Donald Trump, un ricchissimo impreditore che ha sempre detto di non voler entrare in politica, è appena stato eletto 45esimo presidente della storia degli Stati Uniti. È un momento straordinariamente divisivo, che non lascia indifferente Shepard: fedele ai suoi ideali, nel 2017 l’artista di Charleston decide di lanciare un’opera destinata a entrare nell’immaginario collettivo.
L’opera si chiama “We the People”, e raffigura tre ragazze: una di origine arabe, una di origini latinoamericane, e un’afroamericana. Tutte e tre contraddistinte da colori che si rifanno chiaramente alla bandiera statunitense, a dimostrazione che il senso di appartenenza a una nazione è qualcosa che va oltre all’aspetto fisico.
Le tre ragazze, inoltre, sono accompagnate da tre claim diversi, ma ugualmente potenti: “Are Greater than Fear”, “Defend Dignifity”, “Protect Each Other”.
Conformarsi a uno standard non è mai stata roba da Shepard Fairey.
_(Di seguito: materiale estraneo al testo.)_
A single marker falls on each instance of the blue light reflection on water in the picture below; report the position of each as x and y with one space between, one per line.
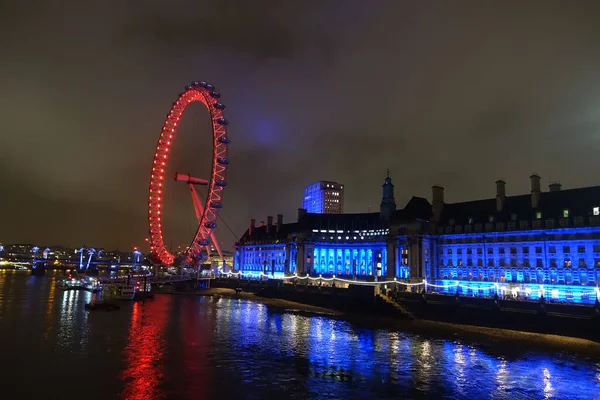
187 347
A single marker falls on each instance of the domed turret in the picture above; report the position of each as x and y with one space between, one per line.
388 204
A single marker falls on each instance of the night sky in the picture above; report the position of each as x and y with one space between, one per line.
455 93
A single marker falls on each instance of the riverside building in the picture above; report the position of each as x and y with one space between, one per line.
544 242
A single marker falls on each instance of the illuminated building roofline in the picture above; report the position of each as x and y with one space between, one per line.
521 232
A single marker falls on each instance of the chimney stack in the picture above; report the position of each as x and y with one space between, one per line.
500 194
536 192
555 187
437 202
301 213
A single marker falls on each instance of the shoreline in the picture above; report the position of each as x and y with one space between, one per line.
477 335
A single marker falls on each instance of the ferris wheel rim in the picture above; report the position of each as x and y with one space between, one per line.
206 94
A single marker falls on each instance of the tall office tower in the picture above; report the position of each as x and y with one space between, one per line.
324 197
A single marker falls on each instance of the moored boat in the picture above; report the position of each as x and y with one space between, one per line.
118 291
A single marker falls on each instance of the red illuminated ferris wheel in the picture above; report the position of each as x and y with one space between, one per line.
199 249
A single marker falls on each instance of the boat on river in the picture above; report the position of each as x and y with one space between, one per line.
118 291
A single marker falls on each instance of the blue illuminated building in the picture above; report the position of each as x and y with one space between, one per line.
524 246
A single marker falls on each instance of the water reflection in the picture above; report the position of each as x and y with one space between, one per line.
144 362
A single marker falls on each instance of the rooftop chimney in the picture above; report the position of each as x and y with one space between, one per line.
500 194
554 187
301 213
437 202
536 192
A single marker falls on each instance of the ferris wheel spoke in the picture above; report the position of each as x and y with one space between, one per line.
206 216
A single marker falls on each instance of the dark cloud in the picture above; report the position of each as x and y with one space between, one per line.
451 93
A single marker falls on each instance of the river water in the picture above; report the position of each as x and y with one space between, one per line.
188 347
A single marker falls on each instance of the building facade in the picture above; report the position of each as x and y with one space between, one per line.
525 246
324 197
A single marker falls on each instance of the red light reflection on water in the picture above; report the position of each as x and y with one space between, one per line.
144 352
196 335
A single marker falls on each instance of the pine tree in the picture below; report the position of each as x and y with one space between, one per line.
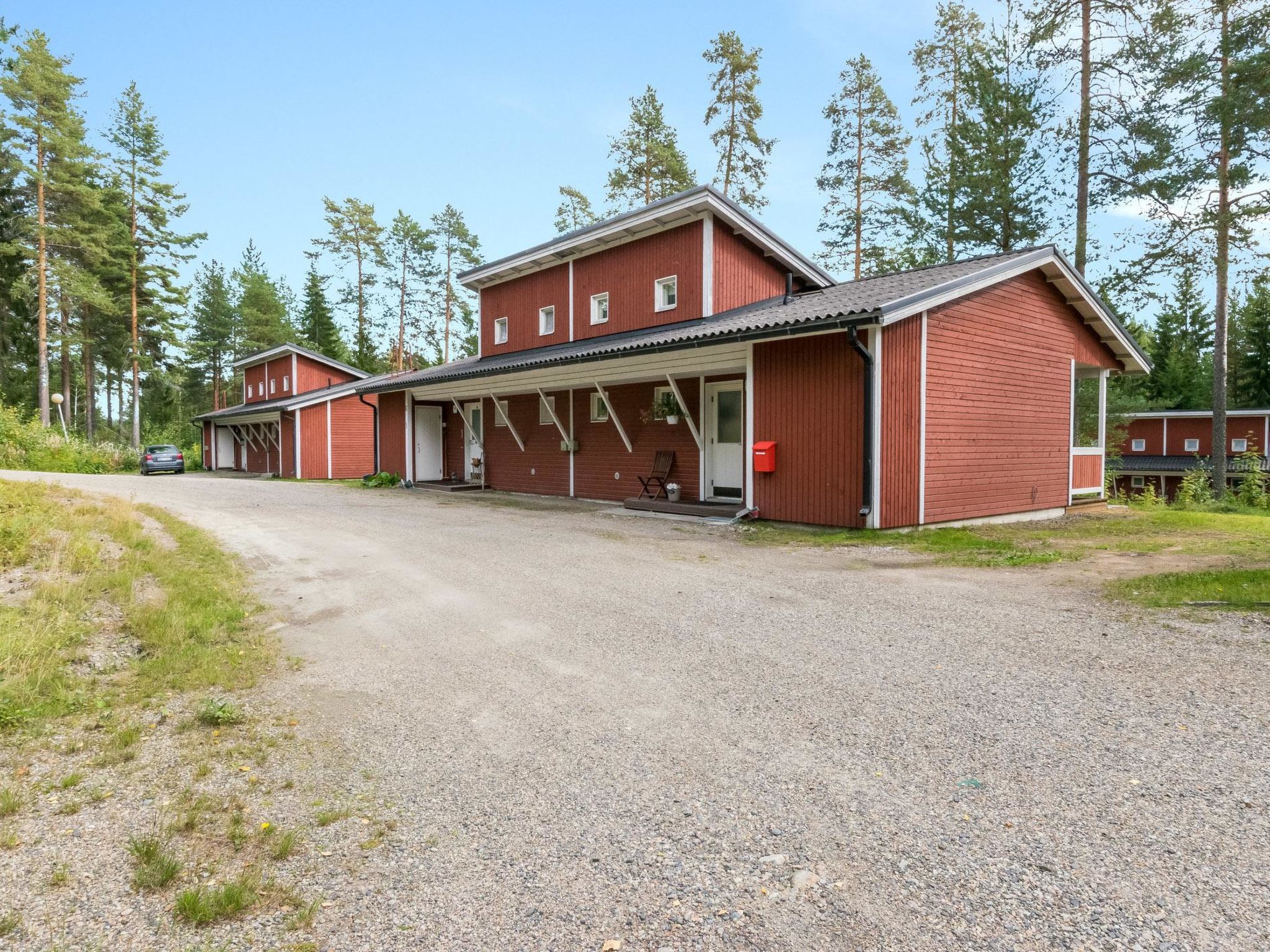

Per questo, la famosissima frase “Make Love Not War” è diventata, per l’artista Shepard, “Make Art Not War”, mantenendo la costante anti-bellica ma cambiando l’alternativa alla guerra, passata dall’essere l’amore all’essere l’arte (che, per certi versi, può essere vista come una forma di amore verso il prossimo).
La prima opera in cui troviamo questa idea è difficile da collocare nel tempo: si sa solo che è stata realizzata da Shepard fra il 2003 e il 2011, quando una parte della US Army era impegnata in Iraq. Si conoscono, invece, le referenze di Shepard, che venne ispirato dai poster che negli Sessanta inneggiavano alla fine della sanguinosa guerra in Vietnam.
La seconda, invece, è stata realizzata nel 2014, con lo stesso messaggio e gli stessi colori, ma senza un viso femminile al centro: al suo posto, una rosa incatenata dal significato criptico, difficile da cogliere. Forse, addirittura senza significato. Perché quello, come successo con Andre The Giant, dobbiamo trovarlo noi.